In vivo and in vitro activity of tyrosine hydroxylase (TH) was estimated in the catecholaminergic A2 cell group of the nucleus tractus solitarius (NTS) in rats exposed to normobaric hypoxia (10% O 2 in nitrogen) for 2 h, 3, 7, 14 or 21 days. The A2 cell group was subdivided into two subgroups. In the caudal A2 subgroup located caudal to the calamus scriptorius, long-term but not acute hypoxia elicited an increase of in vivo tyrosine hydroxylation rate after 7 days of exposure (+ 60% above normoxic controls). The increase of in vivo TH activity was maintained at the same level at the end of hypoxic exposure.
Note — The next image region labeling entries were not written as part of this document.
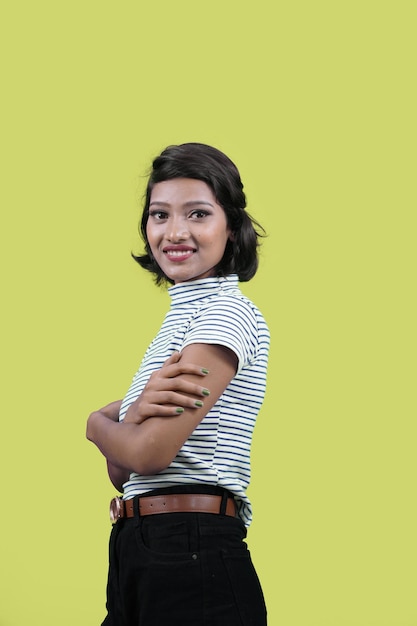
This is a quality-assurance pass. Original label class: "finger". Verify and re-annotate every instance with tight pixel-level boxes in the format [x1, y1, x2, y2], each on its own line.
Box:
[146, 378, 210, 403]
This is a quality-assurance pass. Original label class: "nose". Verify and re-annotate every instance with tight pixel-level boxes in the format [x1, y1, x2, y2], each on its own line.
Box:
[166, 216, 189, 243]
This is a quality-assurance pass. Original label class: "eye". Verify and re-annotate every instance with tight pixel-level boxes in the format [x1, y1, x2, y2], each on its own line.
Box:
[190, 209, 209, 220]
[149, 209, 168, 222]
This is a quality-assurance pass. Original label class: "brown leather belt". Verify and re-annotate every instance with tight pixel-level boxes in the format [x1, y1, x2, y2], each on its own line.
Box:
[110, 493, 236, 524]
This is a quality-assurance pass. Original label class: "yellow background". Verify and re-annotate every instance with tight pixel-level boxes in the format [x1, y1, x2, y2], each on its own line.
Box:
[0, 0, 417, 626]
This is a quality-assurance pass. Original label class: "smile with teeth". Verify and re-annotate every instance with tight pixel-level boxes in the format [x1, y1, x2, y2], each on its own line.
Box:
[163, 248, 196, 261]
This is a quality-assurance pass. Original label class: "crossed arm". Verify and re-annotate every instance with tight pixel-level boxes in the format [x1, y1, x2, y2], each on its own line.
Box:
[87, 344, 237, 489]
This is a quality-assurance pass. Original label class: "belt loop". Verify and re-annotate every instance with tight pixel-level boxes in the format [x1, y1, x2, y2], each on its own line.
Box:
[133, 496, 140, 518]
[219, 491, 229, 515]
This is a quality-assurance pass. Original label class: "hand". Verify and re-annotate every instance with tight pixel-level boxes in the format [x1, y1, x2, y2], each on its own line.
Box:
[124, 352, 210, 424]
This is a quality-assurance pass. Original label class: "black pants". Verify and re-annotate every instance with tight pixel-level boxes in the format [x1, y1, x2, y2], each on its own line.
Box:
[102, 490, 266, 626]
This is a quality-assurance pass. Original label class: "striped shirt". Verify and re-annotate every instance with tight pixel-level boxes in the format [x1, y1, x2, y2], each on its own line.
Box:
[120, 275, 269, 526]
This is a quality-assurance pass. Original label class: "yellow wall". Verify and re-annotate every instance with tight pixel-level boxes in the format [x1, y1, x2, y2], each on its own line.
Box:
[0, 0, 417, 626]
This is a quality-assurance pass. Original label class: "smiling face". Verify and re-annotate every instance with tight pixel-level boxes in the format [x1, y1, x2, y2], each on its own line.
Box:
[146, 178, 232, 283]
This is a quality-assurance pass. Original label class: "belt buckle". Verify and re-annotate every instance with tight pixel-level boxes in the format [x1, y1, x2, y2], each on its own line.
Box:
[110, 496, 123, 524]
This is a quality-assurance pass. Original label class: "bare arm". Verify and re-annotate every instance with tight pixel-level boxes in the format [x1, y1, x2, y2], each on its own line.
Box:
[87, 344, 237, 475]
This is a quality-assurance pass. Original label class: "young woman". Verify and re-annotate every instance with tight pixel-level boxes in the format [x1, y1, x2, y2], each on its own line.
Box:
[87, 143, 269, 626]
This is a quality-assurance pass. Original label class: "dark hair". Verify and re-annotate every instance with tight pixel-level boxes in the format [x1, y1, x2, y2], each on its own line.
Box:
[132, 143, 265, 284]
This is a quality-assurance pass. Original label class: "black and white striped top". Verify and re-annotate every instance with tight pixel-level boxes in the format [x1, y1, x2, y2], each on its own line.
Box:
[120, 275, 269, 526]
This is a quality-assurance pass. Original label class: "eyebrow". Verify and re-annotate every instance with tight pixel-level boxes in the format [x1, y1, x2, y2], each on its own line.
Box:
[149, 200, 214, 208]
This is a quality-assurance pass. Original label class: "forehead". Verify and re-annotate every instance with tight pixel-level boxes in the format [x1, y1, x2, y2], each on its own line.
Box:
[150, 178, 216, 204]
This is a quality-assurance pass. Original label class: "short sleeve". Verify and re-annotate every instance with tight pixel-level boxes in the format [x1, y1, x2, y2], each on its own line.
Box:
[182, 296, 258, 373]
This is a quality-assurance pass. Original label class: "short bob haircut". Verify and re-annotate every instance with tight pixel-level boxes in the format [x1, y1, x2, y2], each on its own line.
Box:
[132, 143, 265, 285]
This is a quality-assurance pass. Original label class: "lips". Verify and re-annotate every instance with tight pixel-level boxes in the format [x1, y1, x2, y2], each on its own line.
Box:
[162, 246, 196, 261]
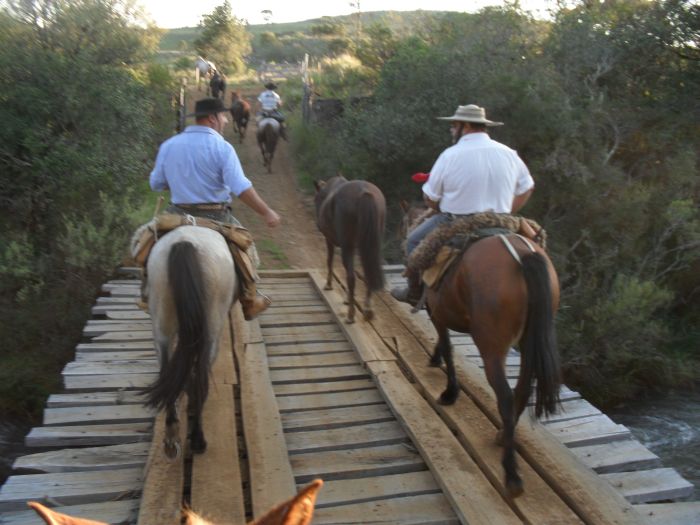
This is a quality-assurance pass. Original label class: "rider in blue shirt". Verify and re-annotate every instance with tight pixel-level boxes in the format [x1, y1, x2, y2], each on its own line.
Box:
[150, 98, 280, 319]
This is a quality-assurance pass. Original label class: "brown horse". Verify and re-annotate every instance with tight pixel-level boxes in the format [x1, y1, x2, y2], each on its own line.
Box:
[404, 203, 561, 497]
[231, 91, 250, 142]
[256, 117, 280, 173]
[314, 175, 386, 323]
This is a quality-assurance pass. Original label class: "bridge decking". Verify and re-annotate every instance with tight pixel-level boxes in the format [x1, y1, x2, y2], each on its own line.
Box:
[0, 268, 700, 525]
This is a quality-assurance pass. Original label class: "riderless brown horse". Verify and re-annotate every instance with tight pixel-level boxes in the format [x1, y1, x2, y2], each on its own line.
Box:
[314, 175, 386, 323]
[256, 117, 280, 173]
[404, 203, 561, 497]
[231, 91, 250, 142]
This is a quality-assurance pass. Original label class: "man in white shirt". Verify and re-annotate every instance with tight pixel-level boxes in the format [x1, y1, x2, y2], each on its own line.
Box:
[258, 82, 287, 140]
[391, 104, 535, 304]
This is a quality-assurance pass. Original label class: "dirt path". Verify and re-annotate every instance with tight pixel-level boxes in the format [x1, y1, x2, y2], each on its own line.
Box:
[224, 100, 325, 269]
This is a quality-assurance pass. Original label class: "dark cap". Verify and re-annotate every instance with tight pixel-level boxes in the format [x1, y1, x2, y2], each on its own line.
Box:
[187, 97, 230, 117]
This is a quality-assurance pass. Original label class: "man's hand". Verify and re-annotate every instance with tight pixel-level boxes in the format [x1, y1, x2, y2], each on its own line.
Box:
[263, 209, 282, 228]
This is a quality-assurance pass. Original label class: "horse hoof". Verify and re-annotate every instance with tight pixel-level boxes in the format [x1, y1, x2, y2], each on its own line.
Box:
[506, 478, 524, 498]
[163, 441, 182, 461]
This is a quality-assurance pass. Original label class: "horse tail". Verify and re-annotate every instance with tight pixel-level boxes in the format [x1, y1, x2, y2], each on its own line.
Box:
[357, 191, 384, 291]
[518, 253, 561, 417]
[145, 241, 211, 409]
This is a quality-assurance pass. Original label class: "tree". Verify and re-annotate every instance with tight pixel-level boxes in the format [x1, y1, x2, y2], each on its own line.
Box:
[194, 0, 251, 73]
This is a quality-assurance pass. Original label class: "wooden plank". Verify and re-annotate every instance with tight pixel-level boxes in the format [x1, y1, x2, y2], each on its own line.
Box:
[285, 421, 408, 454]
[0, 468, 143, 512]
[270, 365, 368, 384]
[314, 494, 460, 525]
[46, 390, 143, 408]
[12, 442, 150, 472]
[63, 372, 158, 390]
[265, 330, 347, 346]
[44, 405, 155, 426]
[234, 305, 296, 517]
[0, 499, 141, 525]
[267, 341, 352, 357]
[267, 351, 358, 370]
[24, 423, 153, 447]
[282, 403, 394, 432]
[546, 414, 632, 447]
[277, 389, 384, 413]
[137, 395, 187, 525]
[634, 501, 700, 525]
[601, 468, 694, 503]
[289, 443, 427, 483]
[75, 340, 155, 355]
[571, 439, 661, 474]
[316, 470, 441, 509]
[191, 380, 245, 523]
[377, 292, 644, 525]
[309, 271, 396, 363]
[275, 378, 376, 401]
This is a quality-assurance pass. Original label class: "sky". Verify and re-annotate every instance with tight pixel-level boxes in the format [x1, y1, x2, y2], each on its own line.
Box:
[140, 0, 553, 29]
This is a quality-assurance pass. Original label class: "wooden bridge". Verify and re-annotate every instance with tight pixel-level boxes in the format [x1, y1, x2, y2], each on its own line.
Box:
[0, 267, 700, 525]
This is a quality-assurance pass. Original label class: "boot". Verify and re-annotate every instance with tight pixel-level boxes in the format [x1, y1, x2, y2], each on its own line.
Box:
[391, 268, 423, 306]
[240, 282, 272, 321]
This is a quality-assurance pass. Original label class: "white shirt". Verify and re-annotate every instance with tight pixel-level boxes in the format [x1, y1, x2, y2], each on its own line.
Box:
[258, 89, 282, 111]
[423, 133, 535, 215]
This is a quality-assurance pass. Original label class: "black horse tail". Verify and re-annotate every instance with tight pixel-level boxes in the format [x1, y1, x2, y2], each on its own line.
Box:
[357, 191, 384, 291]
[144, 241, 211, 409]
[518, 253, 561, 417]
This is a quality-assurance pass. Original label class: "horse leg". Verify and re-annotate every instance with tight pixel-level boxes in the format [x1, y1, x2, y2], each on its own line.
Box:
[340, 246, 355, 324]
[484, 345, 523, 498]
[430, 326, 459, 405]
[323, 239, 335, 290]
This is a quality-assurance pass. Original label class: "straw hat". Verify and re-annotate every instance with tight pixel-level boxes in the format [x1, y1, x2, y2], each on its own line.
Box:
[437, 104, 503, 126]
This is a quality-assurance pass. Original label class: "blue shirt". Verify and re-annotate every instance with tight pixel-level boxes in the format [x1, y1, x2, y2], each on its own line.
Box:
[150, 126, 253, 204]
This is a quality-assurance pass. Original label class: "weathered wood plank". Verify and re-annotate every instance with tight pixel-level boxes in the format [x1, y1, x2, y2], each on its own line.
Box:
[44, 405, 155, 426]
[234, 305, 296, 517]
[137, 394, 187, 525]
[0, 468, 143, 512]
[571, 439, 661, 474]
[601, 468, 693, 503]
[46, 390, 143, 408]
[24, 423, 153, 447]
[12, 442, 150, 472]
[278, 398, 394, 432]
[275, 389, 384, 413]
[314, 494, 460, 525]
[289, 443, 427, 483]
[0, 499, 141, 525]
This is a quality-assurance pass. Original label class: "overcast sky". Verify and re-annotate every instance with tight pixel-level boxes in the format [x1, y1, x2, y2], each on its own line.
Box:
[140, 0, 553, 29]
In vitro TH activity was increased transiently after 7 days of hypoxia (+ 92% above normoxic controls). In the rostral A2 subgroup, hypoxia elicited a significant increase of in vivo tyrosine hydroxylation at 7 days (+ 38%) but did not alter in vitro TH activity throughout the whole exposure. Hypoxia produced no detectable change in TH activity in other noradrenergic cell groups of the brain stem (locus coeruleus, A5) except for a transient inhibition of in vivo TH activity in A5 after 2 h. Immunocytochemical analyses confirmed that the catecholaminergic neurons in the caudal A2 area are only of a noradrenergic nature. These neurons were located in the commissural subnucleus of the NTS. On the other hand, the rostral A2 area contains noradrenergic neurons intermingled with a small number of adrenergic cell bodies. The data show that long-term hypoxia exerts a delayed stimulatory influence on the caudal A2 area, a discrete region which has been recognized as the main site of projection for chemosensory nerve fibers coming from peripheral arterial chemoreceptors. The delayed activation of TH suggests that noradrenergic neurons of the caudal A2 cell group may be involved in the central chemoreceptor pathway during long-term but not acute hypoxia.